An ageing or declining native population in countries like Germany or southern EU states was the “key argument and, I hesitate to the use word because people have attacked it, for the development of multicultural states”, he added.

“It’s impossible to consider that the degree of homogeneity which is implied by the other argument can survive because states have to become more open states, in terms of the people who inhabit them. Just as the United Kingdom has demonstrated.”

He also said that European countries were biased against immigrants:

The United States, or Australia and New Zealand, are migrant societies and therefore they accommodate more readily those from other backgrounds than we do ourselves, who still nurse a sense of our homogeneity and difference from others.

And that’s precisely what the European Union, in my view, should be doing its best to undermine.

Never mind the countless millions of immigrants European countries take in every year. He made it sound as if we are insular, which could not be further from the truth.

It turns out he was a devout Catholic.

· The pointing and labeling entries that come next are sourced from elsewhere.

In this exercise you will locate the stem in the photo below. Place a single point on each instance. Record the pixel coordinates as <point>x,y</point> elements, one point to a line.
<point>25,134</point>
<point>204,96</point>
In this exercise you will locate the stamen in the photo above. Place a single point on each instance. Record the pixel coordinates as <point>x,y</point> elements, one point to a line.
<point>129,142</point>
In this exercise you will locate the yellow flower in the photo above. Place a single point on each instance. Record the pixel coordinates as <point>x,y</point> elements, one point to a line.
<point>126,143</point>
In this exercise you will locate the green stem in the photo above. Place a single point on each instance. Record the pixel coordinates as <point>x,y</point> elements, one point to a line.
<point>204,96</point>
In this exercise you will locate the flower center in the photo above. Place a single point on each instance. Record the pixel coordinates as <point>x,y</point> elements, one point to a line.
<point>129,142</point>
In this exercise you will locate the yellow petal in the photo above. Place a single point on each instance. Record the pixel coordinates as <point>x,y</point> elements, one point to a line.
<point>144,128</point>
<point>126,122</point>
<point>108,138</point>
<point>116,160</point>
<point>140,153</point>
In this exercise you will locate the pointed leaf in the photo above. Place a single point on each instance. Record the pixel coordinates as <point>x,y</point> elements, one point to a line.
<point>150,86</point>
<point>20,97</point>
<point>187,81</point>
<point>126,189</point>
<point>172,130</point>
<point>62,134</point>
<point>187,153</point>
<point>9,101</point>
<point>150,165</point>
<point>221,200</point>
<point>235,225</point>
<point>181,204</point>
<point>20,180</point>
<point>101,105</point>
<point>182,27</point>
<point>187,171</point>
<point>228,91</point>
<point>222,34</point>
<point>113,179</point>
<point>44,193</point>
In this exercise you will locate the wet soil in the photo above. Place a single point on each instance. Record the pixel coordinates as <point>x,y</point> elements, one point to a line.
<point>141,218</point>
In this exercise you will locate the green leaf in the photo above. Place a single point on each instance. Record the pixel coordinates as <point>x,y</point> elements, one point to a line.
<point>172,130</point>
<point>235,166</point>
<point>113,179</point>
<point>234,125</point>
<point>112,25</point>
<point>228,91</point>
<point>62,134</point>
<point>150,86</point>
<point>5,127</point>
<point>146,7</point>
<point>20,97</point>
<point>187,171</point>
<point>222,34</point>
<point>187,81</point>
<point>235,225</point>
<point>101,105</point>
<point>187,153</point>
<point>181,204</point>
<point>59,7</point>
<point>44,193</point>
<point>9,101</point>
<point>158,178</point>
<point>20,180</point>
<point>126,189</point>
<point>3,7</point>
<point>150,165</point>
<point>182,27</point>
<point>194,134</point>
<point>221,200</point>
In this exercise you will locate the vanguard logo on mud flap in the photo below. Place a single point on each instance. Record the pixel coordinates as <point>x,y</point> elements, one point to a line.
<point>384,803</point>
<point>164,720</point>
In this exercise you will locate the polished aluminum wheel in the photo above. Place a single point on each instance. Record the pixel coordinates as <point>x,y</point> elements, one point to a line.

In 2015, he became president of the International Catholic Migration Commission (ICMC).

People like Peter Sutherland don’t have to live with the consequences of their policies. The Irish Times obit says he attended Mass at Brompton Oratory in London, which implies he lived in one of the richest boroughs of the capital — Kensington and Chelsea.

Peter Sutherland did average Europeans a great disservice. That’s putting it politely.